Column #110. First published in the St. Cloud Times online Sep. 2, 2016; in print Sep. 4
We’re back where we were a year ago: The board of education of the St. Cloud Area Public Schools is asking us to approve a levy referendum to build a new Technical High School and renovate Apollo High School.
Except: We’re not back where we were a year ago.
Much has happened in the meantime. Now we can expand our vision, which is no longer ensnared in a thicket of short-term concerns.
The district has addressed those concerns:
- There have been 16 listening sessions, all of which included people who voted “no” in 2015.
- A broad-based community advisory group has met with the superintendent since January.
- Subcommittees have dealt directly with specific issues arising out of the 2015 referendum — huge sticker shock (the scope has been scaled back); costs of remodeling Tech as a high school (construction experts conclude it’s unreasonable); repurposing Tech (as a district administration and welcome center); Clark Field’s future (eventually a city facility) — and making the answers clear to the public will be a major effort of the next several weeks. (Disclosure: I am on one of the strategy committees.)

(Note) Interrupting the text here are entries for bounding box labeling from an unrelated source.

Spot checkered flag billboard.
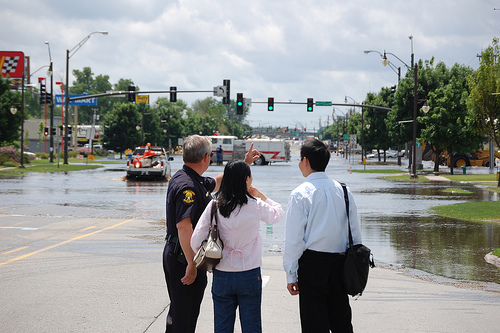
[0,51,24,78]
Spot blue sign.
[56,94,97,105]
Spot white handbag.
[194,202,224,272]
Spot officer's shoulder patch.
[182,190,196,204]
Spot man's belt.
[165,234,179,243]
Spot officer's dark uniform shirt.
[167,165,215,236]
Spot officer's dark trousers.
[298,250,353,333]
[163,243,207,333]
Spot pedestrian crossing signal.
[307,98,314,112]
[267,97,274,111]
[236,93,243,114]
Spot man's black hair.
[300,139,330,171]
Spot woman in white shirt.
[191,162,284,333]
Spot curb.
[484,252,500,267]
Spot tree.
[103,103,141,152]
[0,76,21,145]
[360,87,395,162]
[418,62,484,174]
[467,38,500,147]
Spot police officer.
[163,135,260,333]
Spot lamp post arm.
[384,51,411,69]
[364,50,400,77]
[68,31,108,58]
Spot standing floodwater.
[0,155,500,283]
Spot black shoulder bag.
[341,183,375,297]
[193,202,224,272]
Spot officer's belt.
[165,234,179,243]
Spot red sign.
[0,51,24,77]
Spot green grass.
[0,158,102,175]
[486,186,500,193]
[442,174,497,182]
[431,201,500,222]
[380,174,430,182]
[352,169,403,173]
[443,187,472,194]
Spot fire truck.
[209,135,290,165]
[127,144,173,179]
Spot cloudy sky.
[0,0,500,128]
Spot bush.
[0,146,20,165]
[36,153,49,160]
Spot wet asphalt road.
[0,151,500,332]
[0,150,500,283]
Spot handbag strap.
[210,200,219,227]
[340,183,354,247]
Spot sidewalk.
[146,255,500,333]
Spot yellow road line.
[2,246,28,254]
[0,214,147,266]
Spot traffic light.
[307,98,314,112]
[128,86,135,103]
[38,79,47,104]
[45,93,52,105]
[222,80,231,104]
[170,87,177,103]
[267,97,274,111]
[236,93,243,114]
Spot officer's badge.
[182,190,195,204]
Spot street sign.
[56,94,97,105]
[135,95,149,105]
[214,86,226,97]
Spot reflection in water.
[361,214,500,283]
[0,155,500,283]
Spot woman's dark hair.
[300,139,330,171]
[216,161,253,218]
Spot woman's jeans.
[212,267,262,333]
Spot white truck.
[209,135,290,165]
[127,146,173,179]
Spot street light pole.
[63,31,108,164]
[380,36,418,179]
[45,42,55,163]
[344,95,366,163]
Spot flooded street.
[0,155,500,284]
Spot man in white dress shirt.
[283,139,361,333]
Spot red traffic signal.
[267,97,274,111]
[307,98,314,112]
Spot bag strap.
[340,183,354,247]
[210,200,219,227]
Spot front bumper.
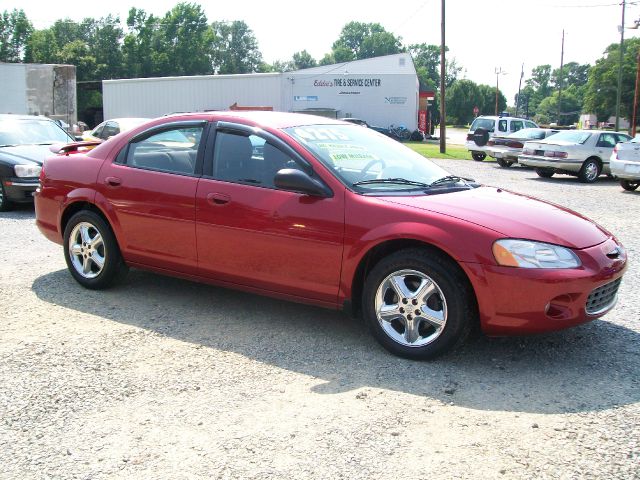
[487,147,522,163]
[609,158,640,180]
[464,140,489,155]
[461,239,627,336]
[2,178,40,203]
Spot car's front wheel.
[0,178,13,212]
[363,249,477,360]
[620,180,640,192]
[536,168,556,178]
[578,158,602,183]
[64,210,128,290]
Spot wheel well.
[60,202,111,235]
[351,239,477,316]
[585,155,602,170]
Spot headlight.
[493,239,581,268]
[14,165,42,177]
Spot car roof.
[0,113,53,122]
[161,110,347,129]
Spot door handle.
[104,177,122,187]
[207,193,231,206]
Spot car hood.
[0,145,51,165]
[382,187,610,249]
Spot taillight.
[544,150,568,158]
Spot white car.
[518,130,631,183]
[609,135,640,192]
[465,115,538,162]
[487,128,558,168]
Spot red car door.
[196,127,344,304]
[98,122,204,274]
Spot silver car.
[518,130,631,183]
[609,135,640,192]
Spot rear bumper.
[609,159,640,180]
[2,178,40,203]
[461,240,627,336]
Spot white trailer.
[0,63,78,125]
[102,53,419,130]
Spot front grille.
[585,278,622,315]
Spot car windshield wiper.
[428,175,475,187]
[353,178,429,188]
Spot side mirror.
[273,168,333,198]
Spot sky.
[5,0,640,104]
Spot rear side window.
[126,126,203,175]
[213,132,303,188]
[510,120,524,132]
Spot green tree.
[293,50,318,70]
[583,38,640,121]
[0,9,33,63]
[24,28,60,63]
[211,20,263,74]
[478,85,507,115]
[408,43,462,91]
[332,22,405,63]
[161,2,213,75]
[445,79,483,125]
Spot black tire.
[63,210,129,290]
[620,180,640,192]
[578,157,602,183]
[362,248,478,360]
[0,178,13,212]
[536,167,556,178]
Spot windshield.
[507,128,555,140]
[0,118,73,146]
[285,125,448,192]
[469,117,496,132]
[553,131,591,143]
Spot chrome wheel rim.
[68,222,106,278]
[584,162,598,180]
[375,270,447,347]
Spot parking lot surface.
[0,161,640,479]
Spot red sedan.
[35,112,626,359]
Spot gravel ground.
[0,161,640,480]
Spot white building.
[102,53,418,130]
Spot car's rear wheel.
[362,249,477,360]
[0,178,13,212]
[578,158,602,183]
[64,210,128,290]
[536,168,556,178]
[620,180,640,192]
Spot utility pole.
[616,0,627,132]
[629,52,640,137]
[557,29,564,125]
[494,67,506,117]
[516,63,524,117]
[440,0,447,153]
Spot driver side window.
[213,132,303,188]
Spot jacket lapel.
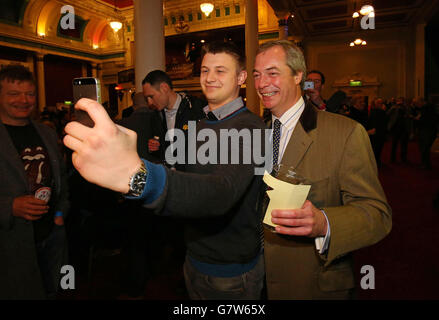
[31,121,61,194]
[282,102,317,168]
[0,122,27,188]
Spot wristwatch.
[125,161,148,197]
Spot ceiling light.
[200,2,213,17]
[110,21,122,32]
[360,4,374,16]
[110,0,122,32]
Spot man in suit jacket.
[253,40,391,299]
[142,70,207,170]
[0,65,69,299]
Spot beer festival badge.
[35,187,52,202]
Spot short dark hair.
[0,64,35,90]
[142,70,174,89]
[308,70,325,84]
[201,41,245,71]
[256,40,306,88]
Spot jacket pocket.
[307,178,329,208]
[319,265,355,292]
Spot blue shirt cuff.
[320,209,331,254]
[126,159,167,204]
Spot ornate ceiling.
[267,0,438,37]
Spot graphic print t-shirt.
[5,124,53,242]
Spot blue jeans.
[183,254,265,300]
[36,225,68,299]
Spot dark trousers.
[370,137,386,168]
[418,130,436,169]
[391,129,410,162]
[183,254,265,300]
[36,225,68,299]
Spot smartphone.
[72,77,101,128]
[303,81,314,90]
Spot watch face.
[128,162,147,197]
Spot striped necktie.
[272,119,281,173]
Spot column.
[414,23,426,97]
[134,0,166,92]
[91,62,98,78]
[81,62,87,78]
[97,63,102,83]
[245,0,261,115]
[37,53,46,112]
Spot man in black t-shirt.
[0,65,68,299]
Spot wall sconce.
[110,21,122,32]
[200,2,213,17]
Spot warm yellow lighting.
[360,4,374,16]
[200,2,213,17]
[110,21,122,32]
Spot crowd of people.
[0,41,438,299]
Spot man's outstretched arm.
[64,98,142,193]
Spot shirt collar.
[271,97,305,130]
[165,93,181,115]
[203,97,244,120]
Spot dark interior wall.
[425,14,439,101]
[44,55,82,106]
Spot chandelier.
[349,38,367,47]
[200,2,213,17]
[352,4,375,19]
[110,0,122,32]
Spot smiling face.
[253,46,303,118]
[143,82,169,111]
[0,80,36,126]
[200,53,247,110]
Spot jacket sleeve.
[0,195,14,230]
[323,125,392,265]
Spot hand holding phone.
[73,77,101,128]
[303,81,314,90]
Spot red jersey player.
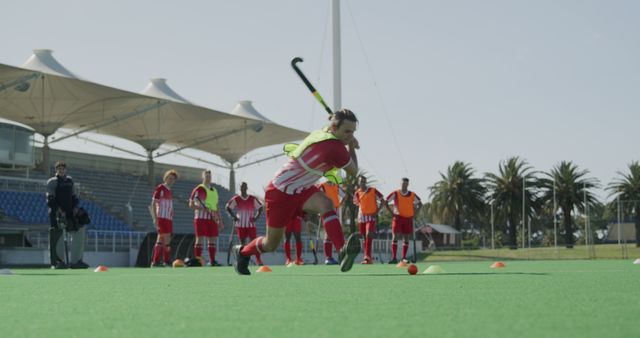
[233,109,360,275]
[385,177,422,264]
[151,169,178,267]
[353,175,385,264]
[189,170,224,266]
[226,182,262,265]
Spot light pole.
[491,203,496,250]
[553,180,558,250]
[522,175,526,249]
[618,195,622,245]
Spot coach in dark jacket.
[47,161,89,269]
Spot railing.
[0,176,47,192]
[26,230,147,252]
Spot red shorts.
[358,221,376,236]
[286,217,302,233]
[193,218,218,237]
[236,227,258,241]
[391,216,413,235]
[264,183,320,228]
[156,218,173,234]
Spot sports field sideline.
[0,260,640,337]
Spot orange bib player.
[284,217,304,266]
[319,175,342,265]
[189,170,223,266]
[385,177,422,264]
[233,109,360,275]
[150,169,178,267]
[226,182,262,265]
[353,175,385,264]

Reasons for a new Tech and renovated Apollo are pretty much the same as they were a year ago, but the case is now clearer, both in its details and in its setting within the larger context of education for the 21st century.
Indeed, it is this larger context — educational outcomes for the innovation era — that is the main rationale to vote “yes” on the referendum, both parts of it — new Tech and renovated Apollo.

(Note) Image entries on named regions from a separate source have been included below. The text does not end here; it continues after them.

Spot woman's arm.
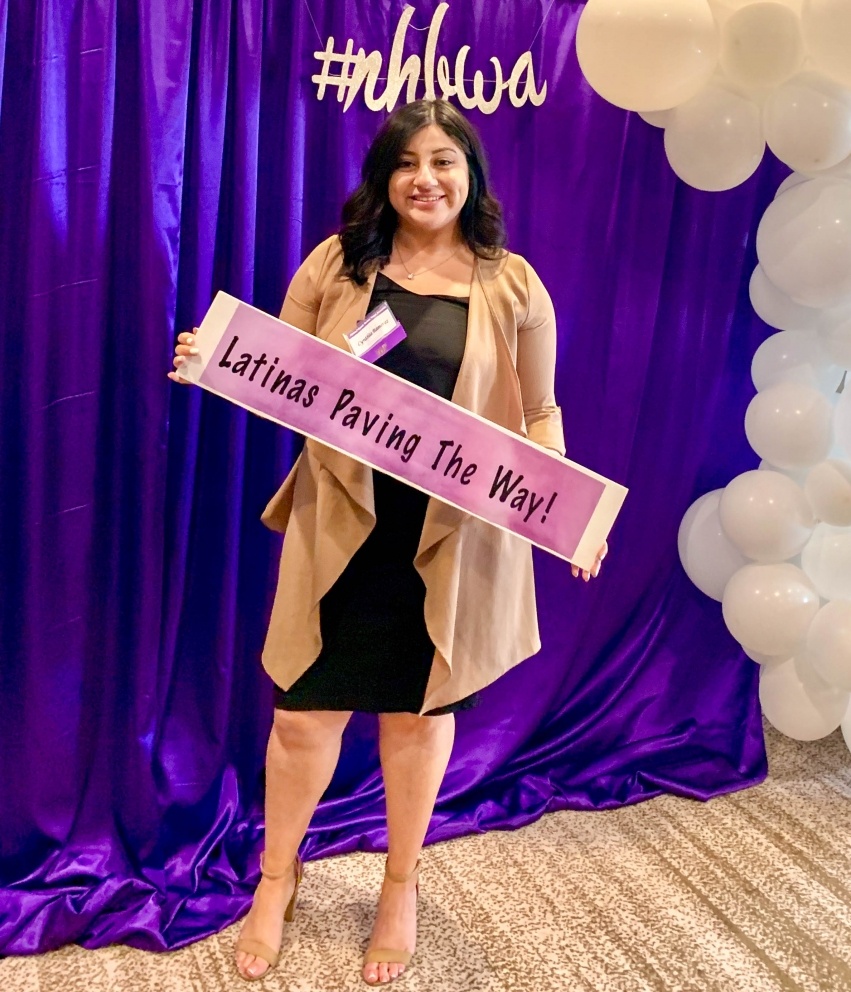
[281,235,337,334]
[517,261,565,455]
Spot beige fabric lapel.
[307,259,523,563]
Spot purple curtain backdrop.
[0,0,784,954]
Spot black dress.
[275,273,478,715]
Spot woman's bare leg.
[363,713,455,983]
[236,710,351,978]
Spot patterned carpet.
[5,730,851,992]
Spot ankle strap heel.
[384,860,422,882]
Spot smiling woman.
[171,100,604,984]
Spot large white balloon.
[745,382,833,469]
[801,524,851,599]
[576,0,719,111]
[721,0,804,88]
[677,489,747,602]
[665,84,765,192]
[759,658,849,741]
[721,563,819,657]
[807,600,851,691]
[804,458,851,527]
[833,378,851,458]
[638,110,670,128]
[818,310,851,370]
[801,0,851,87]
[751,331,842,390]
[718,470,815,562]
[774,172,813,200]
[763,72,851,172]
[741,644,788,665]
[750,268,821,331]
[756,179,851,308]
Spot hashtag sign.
[311,38,363,103]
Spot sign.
[311,3,547,114]
[178,293,626,571]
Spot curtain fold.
[0,0,784,954]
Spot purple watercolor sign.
[181,293,626,568]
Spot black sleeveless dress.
[275,273,478,715]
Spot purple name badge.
[343,303,407,362]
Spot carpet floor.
[0,728,851,992]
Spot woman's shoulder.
[301,234,343,275]
[479,250,546,296]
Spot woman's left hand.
[570,541,609,582]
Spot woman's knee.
[378,713,455,741]
[272,709,351,751]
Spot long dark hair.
[340,100,505,286]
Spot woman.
[170,100,605,984]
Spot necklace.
[393,241,461,279]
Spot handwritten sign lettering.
[311,3,547,114]
[179,293,626,569]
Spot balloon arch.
[576,0,851,748]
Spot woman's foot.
[363,871,418,985]
[236,865,296,979]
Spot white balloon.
[774,172,813,200]
[745,382,833,469]
[818,310,851,368]
[804,458,851,528]
[709,0,803,18]
[757,459,810,486]
[718,470,816,562]
[801,524,851,599]
[740,644,789,665]
[751,331,842,390]
[833,379,851,458]
[795,156,851,182]
[677,489,747,602]
[763,72,851,172]
[665,84,765,192]
[721,562,819,656]
[721,2,804,87]
[638,110,669,128]
[756,178,851,308]
[801,0,851,87]
[750,265,821,331]
[759,658,849,741]
[576,0,719,111]
[807,599,851,691]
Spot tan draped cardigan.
[262,235,564,712]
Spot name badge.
[343,303,407,362]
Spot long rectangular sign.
[178,293,627,570]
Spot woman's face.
[388,124,470,231]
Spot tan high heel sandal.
[361,861,420,985]
[235,852,304,982]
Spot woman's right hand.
[168,327,198,386]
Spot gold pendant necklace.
[393,241,461,279]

A speaker at Tech’s dedication on May 1, 1917, said, “Education is keeping step with the march of progress. New occasions bring new duties.” This is just as true of the new occasions in the early 21st century as it was of the occasions that were then new in the early 20th.

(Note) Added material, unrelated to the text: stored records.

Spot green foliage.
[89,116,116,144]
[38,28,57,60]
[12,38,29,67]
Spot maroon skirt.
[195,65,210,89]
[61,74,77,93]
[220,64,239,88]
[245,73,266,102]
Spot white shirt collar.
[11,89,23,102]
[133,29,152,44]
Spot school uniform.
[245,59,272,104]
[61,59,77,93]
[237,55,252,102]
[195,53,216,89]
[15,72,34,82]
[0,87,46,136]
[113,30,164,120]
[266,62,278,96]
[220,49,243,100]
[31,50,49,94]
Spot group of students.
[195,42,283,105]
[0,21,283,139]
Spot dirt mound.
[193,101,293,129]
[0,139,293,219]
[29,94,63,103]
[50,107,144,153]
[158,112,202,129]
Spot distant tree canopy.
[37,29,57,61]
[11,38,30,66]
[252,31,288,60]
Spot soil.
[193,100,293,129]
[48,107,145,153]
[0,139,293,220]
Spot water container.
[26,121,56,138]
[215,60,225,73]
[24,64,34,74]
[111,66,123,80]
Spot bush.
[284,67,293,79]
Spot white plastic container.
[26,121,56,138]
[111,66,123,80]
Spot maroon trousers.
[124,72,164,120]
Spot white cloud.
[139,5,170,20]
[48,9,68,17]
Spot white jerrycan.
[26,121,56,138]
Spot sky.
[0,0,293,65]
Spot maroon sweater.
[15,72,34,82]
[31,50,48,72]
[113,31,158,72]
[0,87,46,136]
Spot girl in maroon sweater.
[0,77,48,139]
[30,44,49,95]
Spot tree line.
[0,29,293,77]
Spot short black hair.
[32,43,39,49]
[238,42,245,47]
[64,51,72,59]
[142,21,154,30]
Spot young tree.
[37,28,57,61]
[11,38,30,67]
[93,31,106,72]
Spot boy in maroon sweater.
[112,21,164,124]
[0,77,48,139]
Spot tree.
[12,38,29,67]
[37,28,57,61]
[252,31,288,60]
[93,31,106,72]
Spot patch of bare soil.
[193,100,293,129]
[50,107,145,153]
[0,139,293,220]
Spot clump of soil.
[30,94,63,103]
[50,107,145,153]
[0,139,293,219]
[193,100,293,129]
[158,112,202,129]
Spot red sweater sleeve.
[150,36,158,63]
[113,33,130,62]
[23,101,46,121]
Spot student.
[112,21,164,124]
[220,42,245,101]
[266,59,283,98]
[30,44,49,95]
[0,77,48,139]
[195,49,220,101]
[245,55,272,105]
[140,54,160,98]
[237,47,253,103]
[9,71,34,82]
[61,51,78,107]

Knowledge in the 21st century needs to be tied directly and immediately to the solving of problems: What can you do with what you know?
Space for education is not simply a matter of square footage. Innovative projects to solve problems — this requires a different blueprint of spaces from the image of school as students sitting in rows with a teacher standing before a blackboard. That old model was engineered more than a century ago to produce a workforce for a world that no longer exists.
School buildings need to be designed for flexible and interactive and integrated learning communities. This provides an environment where skills that matter these days for work, learning, and citizenship — including the motivation to ask new questions and to persevere in the search for applicable answers — can flourish.
We remember with gratitude our ancestors who voted for — and paid for — Tech High School.
Those of us today...
- who understand that school buildings must accommodate — and even reflect — an education that prepares students with the knowledge, skills, and attitudes for the world of today and tomorrow;
- who, even if they no longer have (or maybe never had) children in the district’s schools, nevertheless get the point of the ancient Greek proverb, “Society grows great when people plant trees whose shade they know they shall never sit in;”
- who — citizens and business owners — had reservations last year but have been won over by the district’s careful address to their questions;
- who imagine the gratitude of students and parents and employers and the whole community ten and 25 and 50 and 100 years from now for our bold and visionary action, and who want to be remembered that way —
To you I want to say this: “Decisions are made by those who show up.” This statement is demonstrably true, whether initially uttered by Benjamin Franklin or Harry Truman or Woody Allen. (It has been attributed to them and several others.)
In this case, the decision to move ahead with a project that has been talked about for at least two decades will happen if — and only if — those who vote “yes” Nov. 8 (or sooner by absentee, starting Sept. 23) are in the majority.
There are many reasons to vote this year. Whether it’s the most important election of our lifetimes — maybe it is, maybe it isn’t. The claim has likely been made for every election since 1789. But 2016 is undoubtedly important, and not just because what happens nationally will determine the future course of our country.
The ripple effect of the decision on the school district referendum will extend well beyond our lifetimes. Please join me in showing up to make sure the decision is “yes” on both counts — for a new Tech and a renovated Apollo — a decision we can be proud of, one for which we will be gratefully remembered.